Numan İbni Beşir radıyallahu anhüma şöyle dedi: Ömer İbni Hattab radıyallahu anh, insanların dünyalıklardan elde ettiklerinden bahsetti ve: Ben, Resulullah sallallahu aleyhi ve sellemin gün boyu açlıktan kıvranıp, karnını doyuracak adi hurma bile bulamadığını gördüm, dedi. (Müslim, Zühd 36. Ayrıca bk. İbni Mace, Zühd 10)
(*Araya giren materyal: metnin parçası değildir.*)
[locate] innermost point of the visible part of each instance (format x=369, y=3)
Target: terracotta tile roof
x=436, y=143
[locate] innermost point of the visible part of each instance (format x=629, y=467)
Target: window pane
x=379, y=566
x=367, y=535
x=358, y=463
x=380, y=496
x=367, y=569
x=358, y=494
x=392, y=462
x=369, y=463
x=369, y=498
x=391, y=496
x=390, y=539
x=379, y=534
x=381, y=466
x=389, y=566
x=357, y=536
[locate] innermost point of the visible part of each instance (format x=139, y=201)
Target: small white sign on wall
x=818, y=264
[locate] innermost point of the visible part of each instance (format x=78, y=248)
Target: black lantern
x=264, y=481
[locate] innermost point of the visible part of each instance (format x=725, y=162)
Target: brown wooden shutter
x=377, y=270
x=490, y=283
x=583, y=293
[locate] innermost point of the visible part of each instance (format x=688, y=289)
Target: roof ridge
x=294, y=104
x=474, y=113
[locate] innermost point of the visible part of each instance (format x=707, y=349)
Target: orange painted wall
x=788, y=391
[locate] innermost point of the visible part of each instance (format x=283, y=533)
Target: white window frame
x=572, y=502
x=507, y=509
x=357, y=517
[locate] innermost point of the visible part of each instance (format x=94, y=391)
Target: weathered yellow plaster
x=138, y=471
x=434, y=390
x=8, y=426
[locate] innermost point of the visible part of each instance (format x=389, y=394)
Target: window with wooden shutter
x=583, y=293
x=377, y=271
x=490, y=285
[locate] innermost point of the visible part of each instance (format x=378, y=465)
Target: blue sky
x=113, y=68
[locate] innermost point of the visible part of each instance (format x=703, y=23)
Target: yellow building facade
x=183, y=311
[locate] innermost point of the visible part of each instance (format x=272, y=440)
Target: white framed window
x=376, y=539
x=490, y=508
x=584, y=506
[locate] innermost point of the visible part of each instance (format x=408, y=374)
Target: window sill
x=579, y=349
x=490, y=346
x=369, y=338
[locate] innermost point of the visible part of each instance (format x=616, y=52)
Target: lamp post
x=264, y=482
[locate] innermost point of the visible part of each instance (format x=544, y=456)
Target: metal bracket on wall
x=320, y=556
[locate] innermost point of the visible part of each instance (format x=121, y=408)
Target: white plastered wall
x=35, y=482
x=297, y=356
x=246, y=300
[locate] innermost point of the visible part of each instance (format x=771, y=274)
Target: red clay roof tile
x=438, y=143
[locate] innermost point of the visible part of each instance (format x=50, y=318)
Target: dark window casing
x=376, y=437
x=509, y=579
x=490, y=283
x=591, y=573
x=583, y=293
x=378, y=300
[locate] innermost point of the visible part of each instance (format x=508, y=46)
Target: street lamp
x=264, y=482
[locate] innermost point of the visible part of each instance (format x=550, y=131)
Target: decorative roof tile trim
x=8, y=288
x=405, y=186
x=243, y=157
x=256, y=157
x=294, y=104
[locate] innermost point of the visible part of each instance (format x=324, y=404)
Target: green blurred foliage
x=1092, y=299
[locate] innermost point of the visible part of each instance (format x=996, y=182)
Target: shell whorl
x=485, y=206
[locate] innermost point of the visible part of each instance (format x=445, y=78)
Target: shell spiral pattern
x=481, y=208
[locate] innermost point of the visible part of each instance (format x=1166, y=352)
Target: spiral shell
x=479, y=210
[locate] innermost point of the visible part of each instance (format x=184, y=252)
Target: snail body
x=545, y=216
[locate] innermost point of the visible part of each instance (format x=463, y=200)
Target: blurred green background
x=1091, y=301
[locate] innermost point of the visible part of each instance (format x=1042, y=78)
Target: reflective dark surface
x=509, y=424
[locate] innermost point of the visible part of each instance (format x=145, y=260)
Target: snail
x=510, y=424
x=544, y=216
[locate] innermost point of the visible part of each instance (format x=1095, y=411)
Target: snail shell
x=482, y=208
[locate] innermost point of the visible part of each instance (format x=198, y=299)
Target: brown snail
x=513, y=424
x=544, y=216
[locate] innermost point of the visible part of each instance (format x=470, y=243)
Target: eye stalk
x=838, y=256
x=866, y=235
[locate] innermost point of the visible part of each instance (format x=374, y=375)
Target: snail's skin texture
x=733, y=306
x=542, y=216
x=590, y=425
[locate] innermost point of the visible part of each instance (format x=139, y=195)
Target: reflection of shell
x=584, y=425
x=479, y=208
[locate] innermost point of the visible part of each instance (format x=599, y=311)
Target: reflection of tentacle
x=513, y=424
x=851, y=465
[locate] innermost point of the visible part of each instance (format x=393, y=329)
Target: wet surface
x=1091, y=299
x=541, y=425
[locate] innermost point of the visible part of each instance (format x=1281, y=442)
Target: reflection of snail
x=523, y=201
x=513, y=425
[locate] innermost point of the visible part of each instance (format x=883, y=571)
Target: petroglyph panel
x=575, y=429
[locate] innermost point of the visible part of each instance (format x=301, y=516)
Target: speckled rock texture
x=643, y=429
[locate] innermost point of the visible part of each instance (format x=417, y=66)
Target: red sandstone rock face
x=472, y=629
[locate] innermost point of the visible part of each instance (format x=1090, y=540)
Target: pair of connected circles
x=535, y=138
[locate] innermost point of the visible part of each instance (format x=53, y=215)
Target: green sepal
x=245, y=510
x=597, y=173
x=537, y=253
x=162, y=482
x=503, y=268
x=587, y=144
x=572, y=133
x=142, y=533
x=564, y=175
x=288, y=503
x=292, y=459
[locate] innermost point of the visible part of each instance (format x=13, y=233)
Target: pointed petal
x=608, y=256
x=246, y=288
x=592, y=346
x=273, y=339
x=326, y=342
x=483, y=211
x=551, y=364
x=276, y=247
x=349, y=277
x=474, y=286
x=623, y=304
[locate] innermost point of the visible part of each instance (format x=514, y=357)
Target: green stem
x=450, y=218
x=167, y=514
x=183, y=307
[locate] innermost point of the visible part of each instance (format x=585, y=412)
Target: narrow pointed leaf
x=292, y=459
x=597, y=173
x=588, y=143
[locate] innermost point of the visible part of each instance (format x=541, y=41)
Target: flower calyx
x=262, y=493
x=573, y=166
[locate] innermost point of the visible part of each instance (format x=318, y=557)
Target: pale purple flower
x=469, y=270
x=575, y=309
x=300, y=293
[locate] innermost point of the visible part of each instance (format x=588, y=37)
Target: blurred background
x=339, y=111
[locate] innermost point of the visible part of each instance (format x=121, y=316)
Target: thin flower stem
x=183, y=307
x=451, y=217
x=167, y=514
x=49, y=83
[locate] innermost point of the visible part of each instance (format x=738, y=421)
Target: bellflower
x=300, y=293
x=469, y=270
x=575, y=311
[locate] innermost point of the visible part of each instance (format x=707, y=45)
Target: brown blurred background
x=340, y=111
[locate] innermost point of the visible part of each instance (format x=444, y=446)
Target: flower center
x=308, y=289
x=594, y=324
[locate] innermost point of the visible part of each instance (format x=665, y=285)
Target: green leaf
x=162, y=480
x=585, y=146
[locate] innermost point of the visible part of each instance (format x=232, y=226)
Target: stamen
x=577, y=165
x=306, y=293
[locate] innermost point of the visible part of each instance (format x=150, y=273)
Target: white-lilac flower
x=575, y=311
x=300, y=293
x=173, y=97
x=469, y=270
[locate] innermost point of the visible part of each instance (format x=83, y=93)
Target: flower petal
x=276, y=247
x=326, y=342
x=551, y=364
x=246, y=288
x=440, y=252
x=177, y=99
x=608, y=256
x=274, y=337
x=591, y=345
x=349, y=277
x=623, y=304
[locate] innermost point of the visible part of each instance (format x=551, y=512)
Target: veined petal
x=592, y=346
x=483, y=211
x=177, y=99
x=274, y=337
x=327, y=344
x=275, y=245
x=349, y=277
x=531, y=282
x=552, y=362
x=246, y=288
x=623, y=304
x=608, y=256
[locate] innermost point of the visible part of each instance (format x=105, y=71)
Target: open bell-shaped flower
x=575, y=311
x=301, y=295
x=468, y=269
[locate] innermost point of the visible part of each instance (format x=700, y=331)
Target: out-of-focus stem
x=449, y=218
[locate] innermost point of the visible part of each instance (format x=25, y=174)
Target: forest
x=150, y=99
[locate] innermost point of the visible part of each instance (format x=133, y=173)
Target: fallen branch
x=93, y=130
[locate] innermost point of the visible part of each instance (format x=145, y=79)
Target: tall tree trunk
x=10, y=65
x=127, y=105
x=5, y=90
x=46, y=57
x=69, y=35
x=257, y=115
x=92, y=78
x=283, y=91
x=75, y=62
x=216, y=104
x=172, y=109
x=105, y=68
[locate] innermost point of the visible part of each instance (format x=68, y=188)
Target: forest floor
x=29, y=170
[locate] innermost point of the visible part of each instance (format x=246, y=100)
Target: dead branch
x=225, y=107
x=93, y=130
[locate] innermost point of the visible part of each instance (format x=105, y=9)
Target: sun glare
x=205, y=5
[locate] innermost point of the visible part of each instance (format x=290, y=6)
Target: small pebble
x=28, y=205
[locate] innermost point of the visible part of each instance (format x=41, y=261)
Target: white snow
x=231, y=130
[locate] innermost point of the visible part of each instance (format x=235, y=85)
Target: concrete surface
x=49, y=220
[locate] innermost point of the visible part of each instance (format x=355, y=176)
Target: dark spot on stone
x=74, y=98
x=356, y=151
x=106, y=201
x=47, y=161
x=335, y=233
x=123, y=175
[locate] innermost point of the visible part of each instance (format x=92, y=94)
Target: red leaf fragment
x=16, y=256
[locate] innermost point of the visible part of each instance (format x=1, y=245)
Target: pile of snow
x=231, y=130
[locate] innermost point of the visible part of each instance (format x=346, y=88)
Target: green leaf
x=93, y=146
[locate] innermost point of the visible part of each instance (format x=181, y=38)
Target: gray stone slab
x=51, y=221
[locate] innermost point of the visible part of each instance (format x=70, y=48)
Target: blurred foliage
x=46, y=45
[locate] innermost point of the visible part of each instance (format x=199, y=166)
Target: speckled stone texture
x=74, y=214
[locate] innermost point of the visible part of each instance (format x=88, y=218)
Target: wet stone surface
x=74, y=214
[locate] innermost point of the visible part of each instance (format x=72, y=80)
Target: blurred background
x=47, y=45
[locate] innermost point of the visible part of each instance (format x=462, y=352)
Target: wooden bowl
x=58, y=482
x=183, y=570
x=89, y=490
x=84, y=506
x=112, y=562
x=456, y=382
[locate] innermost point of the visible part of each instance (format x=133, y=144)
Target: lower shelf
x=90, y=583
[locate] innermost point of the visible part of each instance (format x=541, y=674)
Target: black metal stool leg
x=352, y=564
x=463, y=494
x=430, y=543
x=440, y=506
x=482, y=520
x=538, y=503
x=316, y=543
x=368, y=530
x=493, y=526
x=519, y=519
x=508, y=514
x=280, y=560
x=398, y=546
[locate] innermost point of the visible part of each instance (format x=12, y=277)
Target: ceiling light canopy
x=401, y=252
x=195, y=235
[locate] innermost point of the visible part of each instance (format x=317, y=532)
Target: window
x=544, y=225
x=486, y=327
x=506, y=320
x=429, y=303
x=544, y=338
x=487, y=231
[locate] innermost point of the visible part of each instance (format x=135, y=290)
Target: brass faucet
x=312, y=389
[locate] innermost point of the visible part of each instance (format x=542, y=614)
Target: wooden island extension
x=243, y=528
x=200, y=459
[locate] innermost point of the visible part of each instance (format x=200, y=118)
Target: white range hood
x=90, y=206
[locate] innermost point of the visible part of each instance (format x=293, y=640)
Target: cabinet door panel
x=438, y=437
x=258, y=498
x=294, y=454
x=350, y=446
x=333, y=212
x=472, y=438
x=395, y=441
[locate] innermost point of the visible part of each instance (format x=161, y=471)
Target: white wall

Numan İbni Beşir’in, Hz.Ömer’den naklettiği sözler, Peygamber Efendimiz’in vefatından sonra  müslümanların dünyalık mal, mülk, mevki, makam ve benzer nimetlere öncekine göre çokça sahip olduklarını ortaya koyar. Çünkü o dönemde İslam coğrafyası oldukça genişlemiş, birçok ülke müslümanların hakimiyet alanına girmişti. Müslümanlar, elde ettikleri ganimetler ve sahip oldukları çeşitli dünyalık nimetlerle kısa sürede zengin olmuşlar, bu arada birtakım mevki ve makamlara da kavuşmuşlardı. Bunları önemseyenler olduğu gibi, dünyalıklara kapılmayarak zühd hayatını tercih edenler de vardı. Halife Ömer, bu durumu müşahede etmekte ve ashabı bu önemli konularda eğitmeye gayret etmekteydi. Bunu yaparken de, onlar için itirazsız örnek olan Resuli Ekrem’in hayatını öne çıkarmayı uygun görüyordu. Hz. Ömer, bu vesileyle bir başka gerçeği de bizlere hatırlatmış olmaktaydı. O da, Peygamber Efendimiz’in ashabı açken ve yiyecek bir şey bulamazken, kendisinin karnını doyurma cihetine gitmediği ve onlar nasıl yaşıyorsa onun da öyle yaşadığı gerçeğiydi. Bu davranış, örnek bir hayat için son derece önemli olup, toplumu yönetenler açısından mutlaka üzerinde durulması ve rehber edinilmesi gereken bir özellik taşır. Bir başka deyişle Peygamberimiz hayatının hemen her safhasında dünyayı ve dünyalıkları öne çıkarmayan bir yaşayış tarzını, zühd hayatını tercih etti. Bizler, müslümanlar olarak, bir hayatı örnek alacak ve bir kimseye benzemeye özeneceksek, bu Hz.Peygamber olmalı ve özentilerimiz de onun hayat tarzına uygun düşmelidir. Hz. Peygamber’in zühd hayatını tercihi, yoksulluk ve fakirlikle ilgili değildi. O, pek çok dünyalığa sahip ve varlıklı iken bile bu hayatı tercih ediyordu. Peygamberimizin hayatı, ashaba olduğu kadar, ümmete de örnek teşkil eder. Bu örneklik, zaman ve mekânla sınırlı olmayıp, bütün zaman ve mekanları kapsar. Yöneticiler, kendileri başta olmak üzere, yönetimleri altındakileri de öğretip eğiterek müslümanca bir hayatı yaşamaya teşvik ederler. Bu yönde halka gösterecekleri ilk örnek, Peygamberimiz olmalıdır. Müslümanlar, pek çok dünyalık imkânlara da sahip olsalar, İslam’ın emrinin dışına çıkmamalı, dünyalıklara dalarak ibadet ve taati terketme yoluna girmemelidir.